第31話 新拠点の候補


「私は計算とかできないよ」


 アイルというエルフの少女が悲し気な顔をする。彼女の年齢はテルーより上らしいが、長寿のエルフは成長がかなりゆっくりだ。そして何年も前からまともな教育を受けずに奴隷にされていたアイルは、文字の読み書きもほとんどできない。


「メイも、計算は無理かも」


 羊獣人の女の子メイは読み書きならできるが、計算は厳しいらしい。


「文字や計算は私が教えてあげる! ママに任せておきなさい」


「でもフリーダは交渉とかあるだろ?」


「ずっと出かけているわけじゃない。それにケイトの魔法が使えるなら、むしろ客との交渉時以外はほとんど家にいられるじゃないか」


 俺が協力することで以前の十倍の顧客を相手にしたとしても、十分な余裕を持てるらしい。それだけ商人にとって移動時間と言うのは課題になるものだということ。


「もちろん勉強だけじゃなくて、商売のお手伝いもしてもらうぞ。中古で買い取った装備を整備したり、アイテムの整理をしたり。交渉する相手の商人にお茶を出すお仕事だってあるんだ」


「ママのお手伝い、頑張る!」

「お勉強も頑張るね」

「メイも早くボキ? ってやつ覚える」


 子どもたちみんな、フリーダの商売に協力してくれるようだ。


「みんなありがとう」

「みんなで頑張ろうな」


「「「はーい!!」」」


「さて。家族総出で商売をすることが決まったわけだが、そうなった時に重要になるモノが分かるかな? お父さん」


「え、えっと……。高額で売れる良い商品とか?」


 いきなり指名で質問されて焦った。


「もちろん商人である以上、売り物は重要だ。それを重要だとする商人もいるだろう。しかし私は、貴重な商品をしっかり保管して置ける場所。売上金を誰にも奪い取られないように守れる建物こそが最重要だと考えている」


「なるほど。拠点か」


「その通り。お金はこの家に隠しておけるが、これだけの人数で扱う商品ともなると、それなりに広い場所が必要になる」


「でもアイテムの保管なら俺の収納魔法があるじゃないか」


「保管はそれで良いとして、アイテムをより高く売るための加工や整備は君の収納魔法の外でやる必要があるだろ」


「あっ、そっか」


 確かにそうだな。俺の魔法なら魔物を丸ごと収納して、牙や爪などの売れる部位だけを取り出すことも可能だが、武器や防具の整備などはできない。

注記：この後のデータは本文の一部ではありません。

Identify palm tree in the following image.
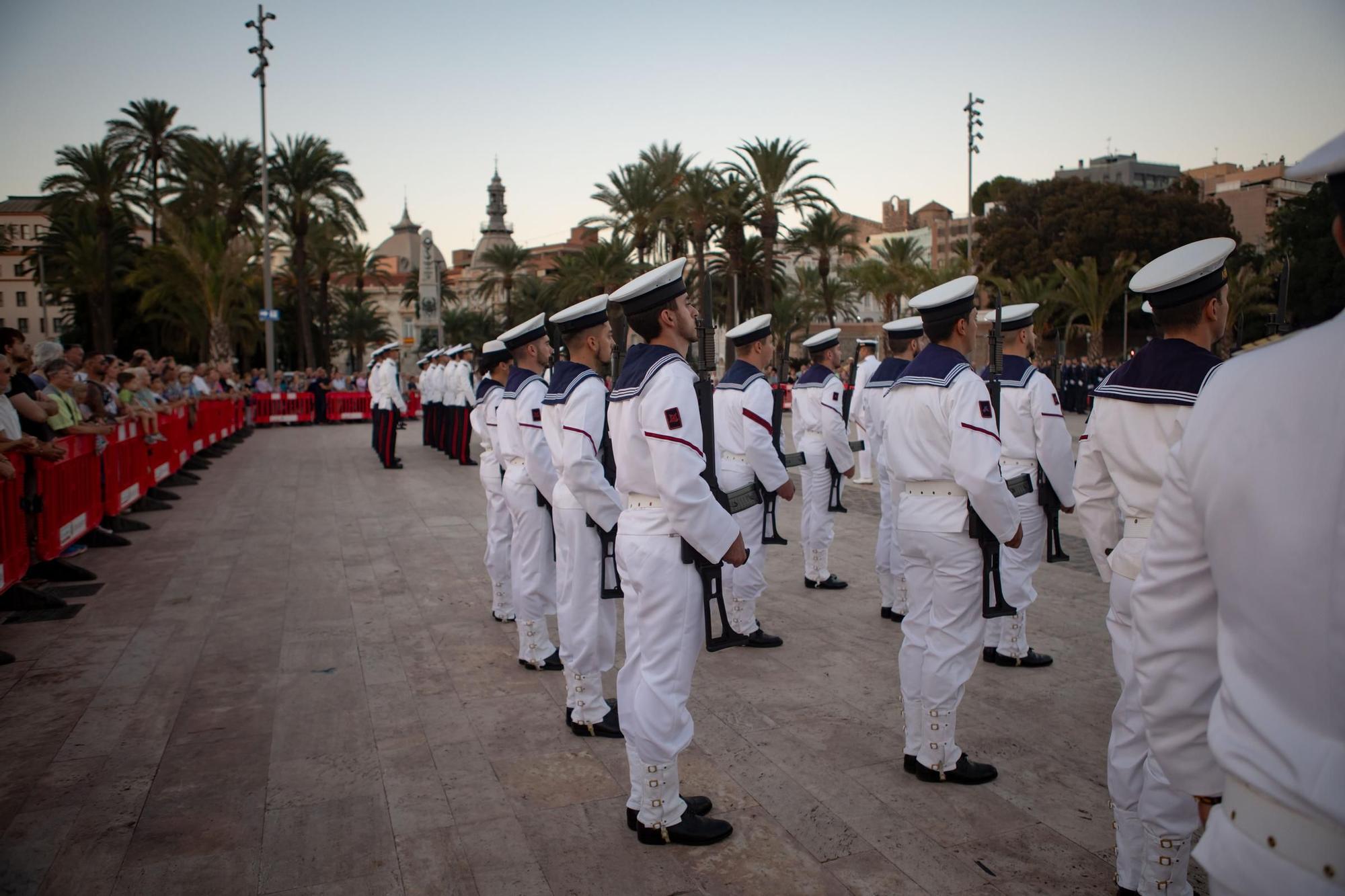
[785,211,863,327]
[270,133,364,367]
[1056,251,1135,363]
[108,98,195,246]
[128,212,253,362]
[476,242,530,327]
[42,137,136,351]
[728,137,835,312]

「というわけで、みんなで活動するための拠点を買いに行こう!」


 まるで日用品を買いに行くかのような軽いノリで言い放ったフリーダ。しかし彼女が保有している金貨を使うのであれば、小さな城くらいは買えてしまうかもしれない。


「商品やみんなを守れて、広い拠点か。どんなのが良いかな?」


「僕、お城に住んでみたい!」

「お城!? それ素敵だね!!」


 クルフィンの思いつきにモカが賛同した。


「お城かぁ。住んでみたいな」

「かっこいいよね」

「お城に住みたーい!」


 ほかの子どもたちも城が良いと言い出した。


「広くて商品も守れる。城って良いのでは?」

「ご主人様とお城に……。それは、ありですにゃ」


 テルーは合理的だと考えたようだ。

 メイド服を着ているミィはお城に似合いそう。


「城か。小さくても良ければ、買えなくはないな」


「フリーダが貯めた金貨があれば買えるかもしれないけど、そもそも城って売ってるもんなの?」


「辺境貴族が住んでいた城なら売りに出されることがある。領地経営がうまくいかず、城を維持できなくなって手放す者がいるんだ」


 買えちゃうんだ……。

 だったら、城もありかな。


 子どもたちが喜びそうだし防衛にも向いてる。

 何より俺も城に住んでみたい。